Через полчаса я вышел из тугая на простор. Направо была цепь темно-бурых глинистых бугров, за ними — вторая цепь таких же бугров повыше, третья — еще выше, и четвертая, и пятая, как ступени, воздымающиеся к туманно-лиловому хребту Курамин. А прямо передо мною стояли два домика русской постройки. Что это может быть здесь, в тридцати пяти километрах от железной дороги, в пустынных предгорьях? Тут я увидел за домиками огороженную площадку с будкой, поднятой на столбах, и лесенкой перед нею, с дождемером и флюгером. Метеорологический наблюдательный пункт, вот оно что!

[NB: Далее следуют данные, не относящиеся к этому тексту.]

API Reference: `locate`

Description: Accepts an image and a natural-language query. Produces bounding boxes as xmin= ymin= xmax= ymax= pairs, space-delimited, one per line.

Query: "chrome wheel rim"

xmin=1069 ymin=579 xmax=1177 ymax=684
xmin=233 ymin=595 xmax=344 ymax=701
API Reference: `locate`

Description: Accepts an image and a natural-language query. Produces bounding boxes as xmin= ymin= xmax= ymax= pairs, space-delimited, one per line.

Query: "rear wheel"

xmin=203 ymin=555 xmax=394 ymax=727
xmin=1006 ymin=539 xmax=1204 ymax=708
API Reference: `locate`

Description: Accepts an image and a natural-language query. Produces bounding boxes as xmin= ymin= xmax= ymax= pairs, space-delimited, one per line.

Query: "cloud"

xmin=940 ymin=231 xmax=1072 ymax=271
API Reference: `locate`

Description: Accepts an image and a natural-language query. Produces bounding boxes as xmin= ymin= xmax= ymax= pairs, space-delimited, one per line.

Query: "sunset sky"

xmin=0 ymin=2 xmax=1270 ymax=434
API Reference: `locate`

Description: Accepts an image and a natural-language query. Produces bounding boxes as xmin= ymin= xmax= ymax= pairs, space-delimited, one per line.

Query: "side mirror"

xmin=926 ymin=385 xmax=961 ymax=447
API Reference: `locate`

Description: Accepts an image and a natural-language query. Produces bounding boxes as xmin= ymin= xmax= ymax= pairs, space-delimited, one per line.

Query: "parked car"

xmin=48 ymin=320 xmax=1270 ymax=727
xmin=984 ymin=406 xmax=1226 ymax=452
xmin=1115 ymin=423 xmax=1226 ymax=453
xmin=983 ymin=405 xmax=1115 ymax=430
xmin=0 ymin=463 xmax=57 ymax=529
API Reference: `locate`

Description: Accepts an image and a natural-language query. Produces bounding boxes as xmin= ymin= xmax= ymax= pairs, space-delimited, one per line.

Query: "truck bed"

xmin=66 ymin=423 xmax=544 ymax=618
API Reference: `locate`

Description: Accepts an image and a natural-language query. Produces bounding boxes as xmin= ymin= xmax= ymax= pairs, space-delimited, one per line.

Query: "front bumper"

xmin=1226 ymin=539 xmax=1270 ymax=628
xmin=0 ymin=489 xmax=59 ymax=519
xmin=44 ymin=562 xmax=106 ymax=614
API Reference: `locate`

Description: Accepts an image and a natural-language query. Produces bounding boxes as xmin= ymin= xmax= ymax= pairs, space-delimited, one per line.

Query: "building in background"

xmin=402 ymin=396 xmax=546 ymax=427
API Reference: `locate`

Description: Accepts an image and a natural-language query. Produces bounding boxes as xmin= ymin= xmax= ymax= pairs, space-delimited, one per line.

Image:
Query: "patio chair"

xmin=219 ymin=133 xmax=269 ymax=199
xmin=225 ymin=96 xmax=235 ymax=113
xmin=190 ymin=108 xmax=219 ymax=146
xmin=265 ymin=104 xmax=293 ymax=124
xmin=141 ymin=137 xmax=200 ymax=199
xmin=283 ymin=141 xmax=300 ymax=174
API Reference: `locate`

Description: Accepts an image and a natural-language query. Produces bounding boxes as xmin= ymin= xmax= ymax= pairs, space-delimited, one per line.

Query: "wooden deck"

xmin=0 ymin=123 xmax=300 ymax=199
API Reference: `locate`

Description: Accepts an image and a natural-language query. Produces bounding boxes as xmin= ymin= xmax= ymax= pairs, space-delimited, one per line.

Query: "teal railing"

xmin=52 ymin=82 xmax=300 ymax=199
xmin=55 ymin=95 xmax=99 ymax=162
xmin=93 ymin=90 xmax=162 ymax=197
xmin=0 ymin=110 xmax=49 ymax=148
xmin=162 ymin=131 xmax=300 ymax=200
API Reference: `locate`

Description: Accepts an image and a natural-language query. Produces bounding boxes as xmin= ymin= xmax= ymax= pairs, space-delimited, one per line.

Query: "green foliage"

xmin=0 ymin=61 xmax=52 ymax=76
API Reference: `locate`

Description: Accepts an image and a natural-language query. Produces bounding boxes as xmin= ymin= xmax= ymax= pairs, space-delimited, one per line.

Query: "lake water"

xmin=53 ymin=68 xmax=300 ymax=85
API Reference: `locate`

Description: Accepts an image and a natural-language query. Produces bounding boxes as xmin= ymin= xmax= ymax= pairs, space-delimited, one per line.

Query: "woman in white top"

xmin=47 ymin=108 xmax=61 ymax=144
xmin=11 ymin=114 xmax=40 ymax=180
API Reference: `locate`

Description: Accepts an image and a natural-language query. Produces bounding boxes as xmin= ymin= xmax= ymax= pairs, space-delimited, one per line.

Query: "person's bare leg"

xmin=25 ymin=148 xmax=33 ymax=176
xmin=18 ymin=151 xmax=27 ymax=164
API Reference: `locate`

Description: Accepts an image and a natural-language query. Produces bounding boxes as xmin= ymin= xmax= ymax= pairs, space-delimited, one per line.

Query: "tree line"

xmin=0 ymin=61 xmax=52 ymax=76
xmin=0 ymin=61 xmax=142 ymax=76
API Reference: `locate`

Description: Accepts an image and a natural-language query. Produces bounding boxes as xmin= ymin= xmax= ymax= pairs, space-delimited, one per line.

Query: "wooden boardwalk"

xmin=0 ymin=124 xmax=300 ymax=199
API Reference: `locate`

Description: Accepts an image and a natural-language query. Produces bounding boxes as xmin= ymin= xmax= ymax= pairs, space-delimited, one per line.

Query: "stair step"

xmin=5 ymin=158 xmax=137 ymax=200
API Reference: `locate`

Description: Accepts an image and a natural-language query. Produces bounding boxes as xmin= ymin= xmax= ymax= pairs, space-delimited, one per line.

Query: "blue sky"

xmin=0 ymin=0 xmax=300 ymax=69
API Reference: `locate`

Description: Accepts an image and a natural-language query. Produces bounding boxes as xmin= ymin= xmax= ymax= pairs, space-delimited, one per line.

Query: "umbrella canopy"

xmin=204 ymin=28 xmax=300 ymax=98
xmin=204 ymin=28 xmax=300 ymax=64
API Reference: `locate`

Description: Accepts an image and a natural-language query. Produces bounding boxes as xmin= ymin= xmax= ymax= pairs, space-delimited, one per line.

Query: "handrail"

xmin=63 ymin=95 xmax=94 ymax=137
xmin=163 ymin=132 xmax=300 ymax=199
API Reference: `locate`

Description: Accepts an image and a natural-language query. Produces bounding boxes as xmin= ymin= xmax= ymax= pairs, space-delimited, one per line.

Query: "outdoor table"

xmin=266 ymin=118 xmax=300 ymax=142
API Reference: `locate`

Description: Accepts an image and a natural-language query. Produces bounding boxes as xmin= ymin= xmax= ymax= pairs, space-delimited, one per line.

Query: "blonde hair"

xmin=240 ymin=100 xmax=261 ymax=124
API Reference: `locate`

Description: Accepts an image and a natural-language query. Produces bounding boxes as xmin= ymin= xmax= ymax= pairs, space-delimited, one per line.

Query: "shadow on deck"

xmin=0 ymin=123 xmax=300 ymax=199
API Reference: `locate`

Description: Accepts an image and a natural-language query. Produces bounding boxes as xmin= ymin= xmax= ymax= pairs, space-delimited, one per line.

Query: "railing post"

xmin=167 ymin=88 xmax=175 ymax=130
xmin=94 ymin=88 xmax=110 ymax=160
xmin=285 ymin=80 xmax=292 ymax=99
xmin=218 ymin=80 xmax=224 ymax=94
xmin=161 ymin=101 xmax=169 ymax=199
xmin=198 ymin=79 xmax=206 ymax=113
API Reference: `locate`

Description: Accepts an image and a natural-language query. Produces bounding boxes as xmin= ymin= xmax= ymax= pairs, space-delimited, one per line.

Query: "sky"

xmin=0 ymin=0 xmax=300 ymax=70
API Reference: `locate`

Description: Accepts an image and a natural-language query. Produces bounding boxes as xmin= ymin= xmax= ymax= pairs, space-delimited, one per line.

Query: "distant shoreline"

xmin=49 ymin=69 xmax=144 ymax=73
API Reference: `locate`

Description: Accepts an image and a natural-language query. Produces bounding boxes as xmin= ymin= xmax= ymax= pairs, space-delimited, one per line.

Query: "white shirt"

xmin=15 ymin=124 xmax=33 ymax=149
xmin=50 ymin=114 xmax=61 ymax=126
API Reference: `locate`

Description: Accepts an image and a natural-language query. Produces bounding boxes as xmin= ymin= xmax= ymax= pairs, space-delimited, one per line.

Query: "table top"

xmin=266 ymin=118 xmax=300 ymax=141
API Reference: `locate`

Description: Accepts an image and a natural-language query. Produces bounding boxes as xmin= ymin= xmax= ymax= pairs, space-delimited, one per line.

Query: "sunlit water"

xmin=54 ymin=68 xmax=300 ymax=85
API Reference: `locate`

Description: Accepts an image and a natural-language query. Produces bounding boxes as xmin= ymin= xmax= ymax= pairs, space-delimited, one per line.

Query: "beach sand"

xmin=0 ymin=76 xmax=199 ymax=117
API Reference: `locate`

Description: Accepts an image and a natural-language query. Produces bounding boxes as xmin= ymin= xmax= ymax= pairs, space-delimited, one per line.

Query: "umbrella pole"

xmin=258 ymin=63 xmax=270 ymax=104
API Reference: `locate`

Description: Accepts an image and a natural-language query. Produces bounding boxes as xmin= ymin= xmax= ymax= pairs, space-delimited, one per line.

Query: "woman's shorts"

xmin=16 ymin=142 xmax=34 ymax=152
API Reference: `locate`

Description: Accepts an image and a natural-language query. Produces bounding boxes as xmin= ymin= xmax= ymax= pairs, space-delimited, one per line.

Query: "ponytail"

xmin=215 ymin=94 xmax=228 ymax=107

— Эге-ге! — позвал я. Никто не ответил. Я подошел ближе и снова позвал, и тогда из ближнего домика вышел на крыльцо старик в халате, в туфлях на босу ногу, с бельмом на правом глазу. «Здравствуйте», — сказал я по-узбекски. Он внимательно осмотрел меня и ушел обратно в дом.

Минуты через две он опять появился на крыльце, сопровождаемый каким-то русским, небритым, полуседым, взлохмаченным и мутноглазым. С первого же взгляда было ясно, что этот человек сильно пьян.

— Рембрандт, «Ночной патруль», — сказал он, мутно усмехаясь и не замечая моей протянутой к нему руки. — Ты помнишь «Ночной патруль»? Ты не помнишь, не знаешь. Ты червь! Мы все черви, только черви — и ты, и я, и вон тот…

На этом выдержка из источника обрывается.